Aus dieser heiteren Lage befreite mich nach einiger Zeit ein kräftiges: „Good morning, Sir!” und neben mir stand ein Herr, der sich als Dr. Morgan von der Amerikanischen Mission vorstellte. Nach herzlicher Begrüßung und festem Händedruck klärte ich Dr. Morgan schnell über meine Lage auf und bat ihn, besonders da er fließend Chinesisch sprach, um seine Hilfe.

Ich merkte bald, daß ich mich in gutem und sicherem Schutz befand.

Mein riesiger chinesischer Paß, den ich aus Tsingtau mitbekommen hatte, wurde sofort zum Mandarin geschickt; nach einer Stunde kam ein Trupp von vierzig Soldaten aus der nur zehn Minuten entfernt gelegenen Kaserne und wurde zur Bewachung um mein Flugzeug aufgestellt.

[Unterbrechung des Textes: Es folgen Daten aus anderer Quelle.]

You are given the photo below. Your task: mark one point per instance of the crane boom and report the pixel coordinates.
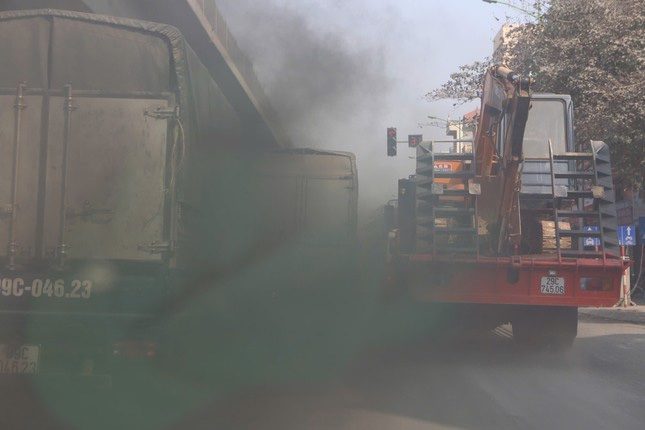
(506, 98)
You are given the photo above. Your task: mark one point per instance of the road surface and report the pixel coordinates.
(487, 384)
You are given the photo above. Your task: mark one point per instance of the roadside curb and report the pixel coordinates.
(634, 315)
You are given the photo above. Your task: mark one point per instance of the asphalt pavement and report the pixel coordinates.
(481, 384)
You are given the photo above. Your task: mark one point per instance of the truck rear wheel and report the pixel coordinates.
(549, 328)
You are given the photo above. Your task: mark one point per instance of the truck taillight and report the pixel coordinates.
(135, 349)
(595, 284)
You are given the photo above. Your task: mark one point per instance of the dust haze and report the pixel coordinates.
(328, 81)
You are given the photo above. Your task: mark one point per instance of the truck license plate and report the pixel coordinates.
(552, 285)
(19, 360)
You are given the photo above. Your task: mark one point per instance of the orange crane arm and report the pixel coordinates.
(506, 98)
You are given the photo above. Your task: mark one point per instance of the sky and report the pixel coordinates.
(341, 71)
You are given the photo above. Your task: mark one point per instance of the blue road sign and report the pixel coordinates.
(592, 241)
(627, 235)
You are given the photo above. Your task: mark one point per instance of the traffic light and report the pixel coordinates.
(391, 142)
(415, 140)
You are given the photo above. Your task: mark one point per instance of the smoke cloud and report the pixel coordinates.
(326, 78)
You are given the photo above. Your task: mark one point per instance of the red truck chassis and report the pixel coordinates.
(511, 280)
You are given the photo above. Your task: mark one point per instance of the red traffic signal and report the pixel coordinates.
(391, 142)
(415, 140)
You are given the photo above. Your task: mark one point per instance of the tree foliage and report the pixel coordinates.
(594, 51)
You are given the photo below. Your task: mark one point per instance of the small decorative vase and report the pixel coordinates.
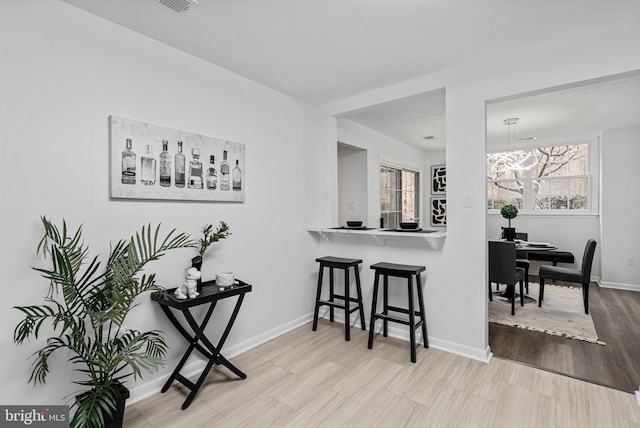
(509, 233)
(196, 262)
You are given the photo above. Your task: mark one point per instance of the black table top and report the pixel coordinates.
(210, 292)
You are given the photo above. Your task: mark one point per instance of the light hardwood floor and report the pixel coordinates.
(316, 379)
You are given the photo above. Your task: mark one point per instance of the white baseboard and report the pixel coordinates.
(193, 369)
(483, 355)
(619, 286)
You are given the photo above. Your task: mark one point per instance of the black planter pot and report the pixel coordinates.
(116, 420)
(196, 262)
(510, 233)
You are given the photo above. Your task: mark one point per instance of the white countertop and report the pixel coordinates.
(433, 237)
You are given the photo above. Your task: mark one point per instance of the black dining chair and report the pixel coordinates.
(522, 261)
(581, 276)
(503, 270)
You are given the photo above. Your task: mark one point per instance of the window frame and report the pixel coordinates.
(592, 177)
(383, 162)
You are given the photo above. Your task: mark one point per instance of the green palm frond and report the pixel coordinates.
(86, 305)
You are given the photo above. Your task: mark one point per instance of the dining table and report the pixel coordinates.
(522, 252)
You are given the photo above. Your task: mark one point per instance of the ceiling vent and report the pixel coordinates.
(177, 6)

Jetzt nahm ich die Einladung Dr. Morgans zum Frühstück gern an, und mit allen Sachen, die nicht niet- und nagelfest waren, zog ich mit ihm zur Mission.

Ich wurde hier aufs reizendste aufgenommen und lernte Frau Morgan, ferner Frau Rice, die Gattin des amerikanischen Missionars, und einen Herrn G. kennen, die sich alle auf das liebenswürdigste um mich bemühten.

Ich saß gerade beim Frühstück, als mir ein chinesischer Offizier gemeldet wurde, der mir sagte, daß eine Ehrenwache von einer Kompagnie für mich vor dem Hause aufgezogen wäre, und daß er Befehl hätte von seinem Mandarin, sich nach meinen Wünschen und meinem Wohlbefinden zu erkundigen, und endlich, daß der Mandarin selbst in einer halben Stunde seinen Besuch persönlich bei mir abstatten würde.

Ich war erfreut über so viel Aufmerksamkeit.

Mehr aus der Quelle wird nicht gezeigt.